1330§The EARL of DERBY said, he was not at all opposed to such a scheme as the Bill of the noble Earl was intended to bring into operation. No doubt it would be conducive to great advantage in the clearing of the poor-houses, and also in furnishing to the Colonies a supply of labour, of which there was great need; but more than that, it would rescue these unhappy children from a position in which continual poverty, and probably vice, would surround them, from both of which they would be relieved, by being transplanted to the Colonies. He wished to impress upon the noble Earl that he ought to be exceedingly cautious in dealing with this matter. He thought it was of the utmost importance that the greatest precautions should be taken as to the mode in which these children should be disposed of on their arrival in the Colonies, because several benevolent plans, founded on sound principles, had already been devised for the same object as that which his noble Friend had in view, but they had led, when put into execution, to results of a very painful description, and the public mind had thereby been much prejudiced against them. His only doubt as to the success of this measure was founded on the confession of the noble Earl himself, who had said that the Bill itself was "necessarily imperfect." If so, would it be wise to circulate it during the recess, and to allow the prejudices which might arise both in this country and in the Colonies from its errors to militate against it during that interval? He thought that the putting forward an imperfect scheme would tend to prejudice the benevolent project which the noble Earl had in view, and which he should rejoice to see brought into satisfactory operation.

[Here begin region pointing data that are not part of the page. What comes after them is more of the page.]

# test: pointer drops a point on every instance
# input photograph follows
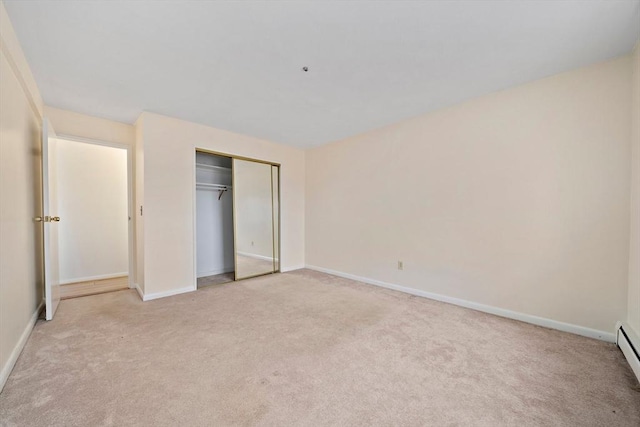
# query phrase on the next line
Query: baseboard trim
(523, 317)
(157, 295)
(93, 278)
(17, 350)
(140, 293)
(629, 344)
(292, 268)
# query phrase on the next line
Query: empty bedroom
(306, 213)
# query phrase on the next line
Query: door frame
(130, 201)
(198, 149)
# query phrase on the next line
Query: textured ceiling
(238, 65)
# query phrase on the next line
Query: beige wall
(139, 200)
(634, 256)
(517, 200)
(169, 191)
(21, 277)
(80, 125)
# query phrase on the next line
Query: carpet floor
(309, 349)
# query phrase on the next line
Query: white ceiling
(237, 65)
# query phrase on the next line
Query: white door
(50, 220)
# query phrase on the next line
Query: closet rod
(219, 168)
(213, 186)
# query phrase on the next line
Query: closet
(237, 218)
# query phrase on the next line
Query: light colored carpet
(306, 348)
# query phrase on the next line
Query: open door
(253, 210)
(50, 220)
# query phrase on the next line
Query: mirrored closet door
(256, 218)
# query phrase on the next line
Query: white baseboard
(629, 344)
(156, 295)
(92, 278)
(215, 272)
(140, 293)
(528, 318)
(13, 358)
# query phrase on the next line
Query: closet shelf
(212, 167)
(213, 186)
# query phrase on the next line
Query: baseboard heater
(629, 343)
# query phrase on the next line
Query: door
(253, 211)
(50, 220)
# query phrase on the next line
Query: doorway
(93, 202)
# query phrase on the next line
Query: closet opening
(214, 220)
(237, 218)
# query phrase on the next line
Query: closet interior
(214, 220)
(237, 218)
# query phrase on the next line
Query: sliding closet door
(254, 218)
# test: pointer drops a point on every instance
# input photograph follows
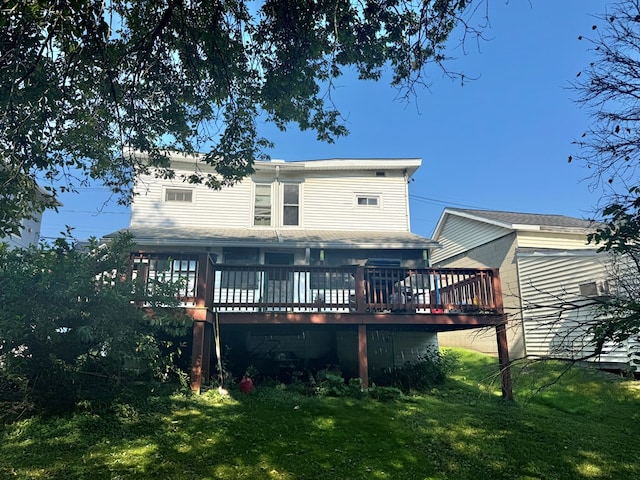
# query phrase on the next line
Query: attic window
(368, 200)
(178, 195)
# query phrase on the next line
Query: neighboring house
(303, 266)
(548, 270)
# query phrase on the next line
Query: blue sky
(499, 142)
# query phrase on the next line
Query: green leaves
(70, 312)
(82, 80)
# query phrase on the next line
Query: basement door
(279, 281)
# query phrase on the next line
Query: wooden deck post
(504, 362)
(197, 355)
(501, 338)
(206, 352)
(360, 291)
(363, 360)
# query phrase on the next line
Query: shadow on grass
(462, 430)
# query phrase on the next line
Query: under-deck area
(355, 298)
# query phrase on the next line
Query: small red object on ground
(246, 384)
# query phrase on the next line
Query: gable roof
(278, 238)
(520, 221)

The EARL of DESART had only one remark to offer to their Lordships on this subject, and that arose out of a circumstance of which the noble Earl might not be aware—namely, that the Emigration Commissioners had declared that the emigration of children was always attended with difficulty. A voyage by sea was always attended with great mortality among the children; and that mortality generally spread in its progress among the adults. It was a knowledge of this fact that had induced the Commissioners not to allow more than a small number of children to embark in the emigrant ships, their object being to prevent the spread of disease to the adults on board those vessels.


1331§The EARL of SHAFTESBURY was well aware that children required on hoard of ship, as they did in private houses, a more liberal supply of oxygen than adults, and that from the want of such a supply a considerable degree of mortality had arisen among them; but under the new system and the greater care now adopted in the emigrant ships, there had been less sickness, and the amount of disease was not half as great as formerly. He thought that it would be advantageous, both at home and in the Colonies, that the poor should know that there was a scheme in agitation for the benefit of the pauper children themselves, and also for that of the Colonies.


§The EARL of DERBY would leave it entirely to the discretion of the noble Earl himself either to press his Bill on the House now, or to withdraw it, for the purpose of producing a better Bill in the next Session of Parliament.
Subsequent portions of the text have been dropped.